シュウの手を掴み両手でギュッと包み込む。
すると、空いている手が脚に触れた。
「なっ・・・」
「こっちはどうする?」
慌てて捕まえる。
「よ、よしっ!」
「ふぅん・・・」
これで文句は言わせない。
と、思ったのも束の間
「可愛い枷だな。」
「耳元で喋るのやめて!」
「どこでも構わないけど。」
「んっ・・・」
首元で喋るシュウの唇が、私をおかしくさせる。
「優しくされた?」
「な、にっ・・・」
「それとも・・・乱暴にされた?」
「っあ・・・!」
甘噛みする牙はシンくんではないのに・・・
「やっ・・・」
「甘い声。」
「違っ・・・シュ・・・ウ」
シンくんとのお出掛けにすっかり忘れていた頭痛が徐々に蘇ってきた。
「おい・・・体調悪いのか?」
流石お兄ちゃんだね。
「少し頭痛い。」
「そういうのは最初に言え」
「だってシュウが・・・急に・・・」
さっきまでされていた事が一気に恥ずかしくなり顔が赤くなるのが分かった。
「ったく・・・男の部屋でそんな顔するなよ。」
「・・・ん。」
そう言って私をベッドへそっと寝かせてくれた。
いつものシュウだ。
「眠い。」
やっぱりシュウと居ると眠くなる。
「だろうな。」
頭を撫でる手はとても優しくて、今スグにでも寝てしまいそうだ。
シュウが笑っている。
「眠れば?」
久しぶりに会えたのになぁ色々話したい事あるのに・・・
でも、シュウが変わりなくて
「良かった・・・」
「・・・ん。
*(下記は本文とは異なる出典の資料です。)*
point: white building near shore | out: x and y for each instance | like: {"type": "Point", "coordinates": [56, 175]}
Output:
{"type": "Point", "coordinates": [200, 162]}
」
そのまま私が眠りにつくまで優しい掌は頭に触れていてくれた。
「あれ・・・此処は・・・」
シンくん・・・?
違う・・・シュウの部屋だ。
シュウは居ない代りに、私の部屋着が傍に置いてあった。
どれくらい寝ていたのだろう?
着替えてシュウのカーディガンを手に取り、部屋を出た。
「やっぱりここだ。」
静かなリビングのソファーでシュウは寝息をたてていた
「シュウ有難う。」
寝ている彼にカーディガンを掛ける。
私はその足で自分の部屋に向かった。
自分でも不思議な位シンくんに触れたい。
たかだか数時間離れていただけなのになんでだろうね。